3.Creating new opportunities with biocompatible materials. 

3D printing technology offers new ways of working with common implant materials. Researchers in Australia have proven out a process for the 3D printing of stents made from nitinol, a shape memory alloy that will resume its intended geometry after deformation; the material is already used for arterial stents, but the ability to apply it with 3D printing could enable more sizes and configurations to made easily. Polymers and other materials can benefit from additive manufacturing as well; bioceramics used as support structures and artificial bone graft can be 3D printed into precise geometries to fit a patient’s anatomy for example, rather than having to be packed manually by the surgeon. The ability to 3D print with nitinol will allow stents like these to be made in greater varieties to suit more patients. 

4. Recover quickly and have better health outcomes. 

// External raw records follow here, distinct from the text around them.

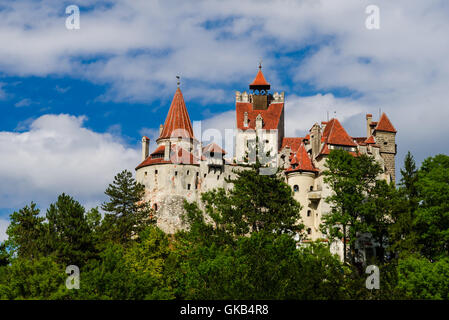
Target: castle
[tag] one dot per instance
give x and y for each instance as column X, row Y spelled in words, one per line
column 182, row 168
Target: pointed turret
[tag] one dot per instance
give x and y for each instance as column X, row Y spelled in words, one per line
column 385, row 124
column 259, row 82
column 177, row 124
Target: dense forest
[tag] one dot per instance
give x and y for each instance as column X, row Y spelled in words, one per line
column 245, row 248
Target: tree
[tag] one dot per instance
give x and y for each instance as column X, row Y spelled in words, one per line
column 69, row 236
column 4, row 254
column 131, row 272
column 263, row 265
column 352, row 179
column 432, row 215
column 402, row 231
column 256, row 202
column 419, row 278
column 25, row 232
column 127, row 213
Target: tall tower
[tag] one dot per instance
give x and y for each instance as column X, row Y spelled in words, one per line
column 385, row 136
column 260, row 114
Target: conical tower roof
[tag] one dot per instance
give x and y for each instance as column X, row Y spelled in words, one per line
column 259, row 82
column 385, row 124
column 177, row 123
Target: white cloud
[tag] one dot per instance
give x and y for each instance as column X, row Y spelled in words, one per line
column 137, row 48
column 58, row 154
column 23, row 103
column 2, row 91
column 3, row 226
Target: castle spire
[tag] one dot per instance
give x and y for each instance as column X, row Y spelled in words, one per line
column 259, row 82
column 177, row 124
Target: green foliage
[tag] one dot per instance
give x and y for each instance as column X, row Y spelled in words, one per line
column 41, row 278
column 256, row 202
column 4, row 254
column 126, row 213
column 134, row 272
column 26, row 224
column 432, row 215
column 246, row 250
column 261, row 266
column 403, row 235
column 69, row 236
column 356, row 198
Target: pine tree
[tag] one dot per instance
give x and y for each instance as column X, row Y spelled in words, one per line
column 127, row 212
column 26, row 232
column 256, row 202
column 403, row 232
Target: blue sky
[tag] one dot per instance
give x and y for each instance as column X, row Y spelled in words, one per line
column 75, row 103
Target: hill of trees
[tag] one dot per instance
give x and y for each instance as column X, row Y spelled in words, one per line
column 248, row 251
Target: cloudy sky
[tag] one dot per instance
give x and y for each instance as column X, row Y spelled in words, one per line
column 75, row 103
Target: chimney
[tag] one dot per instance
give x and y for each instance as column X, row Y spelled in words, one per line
column 259, row 122
column 315, row 139
column 369, row 118
column 167, row 151
column 145, row 147
column 245, row 119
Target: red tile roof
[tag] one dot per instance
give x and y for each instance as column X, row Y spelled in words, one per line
column 213, row 147
column 177, row 121
column 270, row 117
column 293, row 143
column 385, row 124
column 370, row 140
column 178, row 155
column 303, row 161
column 334, row 133
column 359, row 140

The ability to create custom implants for specific patients has added benefits during the course of treatment. Conventional bone screws have a solid construction. Human bones, however, have varied shapes and sizes and also differ in density among individuals. Additionally, human bones are hollow and contain bone cells. A solid bone screw easily triggers rejection and prolongs recovery. To address this, 3d printed cannulated screw can be introduced to create customized bone screws. Patients therefore recover more quickly and have better health outcomes.